If you’ve ever built or renovated your home then you know about the hours of thinking time invested into the layout of your home pondering the functionality of each space along with the selection of all the fixtures, fittings and colour selections – who knew there were so many variations of whites. You probably also experienced the uh huh moment where the champagne taste and beer budget collided, and compromises were made!
Whilst your home is your castle, a personal space and often a sanctuary from the hectic world around you, workspaces are often relegated and sometimes neglected. The irony is that you probably spend more time awake at work than you do at home. When thinking about your pharmacy design, there are several perspectives for consideration:
Customer perception – What does the look and feel of your pharmacy communicate to patients and prospective patients? How easy is it for the customer to move around the pharmacy and find what they need?
Workflows – A poorly designed space will impacting your day to day operations, most notable, your profitability. Less tangible will be how your staff feel about their workplace and their productivity. Looking at your current dispensary design, or your POS counter design, what do you and your team consistently get annoyed by? What workaround was created to overcome it?
Return on Investment – your pharmacy is an investment and needs to provide you with an adequate return – increase in sales and/or efficiency must be an outcome of good design. A good designer considers the use of space or productivity gains.
Regulations, building standards and certification – there are a plethora of these which apply to pharmacy and meeting these is critical to gaining certifications and approvals. When you are planning your space, make sure you know each of these in detail, and they are considered in any design. Building certifiers are there to ensure the proposed construction meets the Building Code of Australia & Australian Standard requirements.
The science of combining these elements is found in spatial design. This is a relatively new discipline that combines elements of architecture, interior design, and landscape design with a focus on the interaction between humans and their space.
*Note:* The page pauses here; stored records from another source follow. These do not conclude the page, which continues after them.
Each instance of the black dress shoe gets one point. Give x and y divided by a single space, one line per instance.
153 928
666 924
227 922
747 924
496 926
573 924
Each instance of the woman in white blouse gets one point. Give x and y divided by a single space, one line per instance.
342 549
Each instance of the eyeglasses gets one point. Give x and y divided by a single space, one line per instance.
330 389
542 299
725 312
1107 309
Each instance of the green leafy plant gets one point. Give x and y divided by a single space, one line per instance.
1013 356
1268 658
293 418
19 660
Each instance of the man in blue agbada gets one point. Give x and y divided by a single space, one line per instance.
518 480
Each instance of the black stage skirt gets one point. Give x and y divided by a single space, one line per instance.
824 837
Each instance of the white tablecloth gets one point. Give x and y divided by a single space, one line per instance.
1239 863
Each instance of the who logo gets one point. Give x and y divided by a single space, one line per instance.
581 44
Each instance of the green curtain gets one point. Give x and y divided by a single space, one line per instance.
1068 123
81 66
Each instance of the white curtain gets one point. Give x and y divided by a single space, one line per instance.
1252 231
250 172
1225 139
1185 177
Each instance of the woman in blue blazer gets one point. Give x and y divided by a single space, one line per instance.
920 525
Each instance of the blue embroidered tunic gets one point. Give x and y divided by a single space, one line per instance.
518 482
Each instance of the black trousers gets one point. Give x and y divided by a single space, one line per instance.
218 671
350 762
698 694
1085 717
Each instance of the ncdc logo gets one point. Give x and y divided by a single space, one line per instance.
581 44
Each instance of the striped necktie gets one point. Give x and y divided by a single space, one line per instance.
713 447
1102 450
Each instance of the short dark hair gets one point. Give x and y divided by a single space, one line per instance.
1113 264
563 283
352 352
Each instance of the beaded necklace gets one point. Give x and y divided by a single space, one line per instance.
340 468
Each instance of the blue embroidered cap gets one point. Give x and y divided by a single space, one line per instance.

Using specific design strategies and psychologies, spatial design impacts the perception and feelings of that space and the extent to which we enjoy engaging with it.
In a retail environment, it brings the human element into the store – from both a functional work perspective and a customer perspective. By its very nature, therefore the work tasks and inputs to those tasks are critical contributions into the design brief. By focusing on the flow of work between customer and staff and then assembly of prescriptions, a spatial designer can create a space that reflects the way you work and can facilitate efficiencies.
Briefing a spatial designer takes time and effort, it is well worth it. They will seek details from you on how you like to work, how you engage with the customer, what services you offer, your drug dispensing data, how you prep your DAA’s. They want every detail, right down to the size of your fridge. This should not be a game to see how much you can fit into the space, rather how much space do you need to be effective, efficient and profitable.
The result is that the people and the space work hand in hand, rather than forcing a fit. The impact this has on staff satisfaction cannot be underestimated.
Before engaging with a designer, ask the designer to share examples of their work. This will be well beyond how a pharmacy looks, it will be how the heart of the pharmacy operates. Understand the problem the designer was trying to solve in the design brief, the solution they developed and the impact it is having on that business.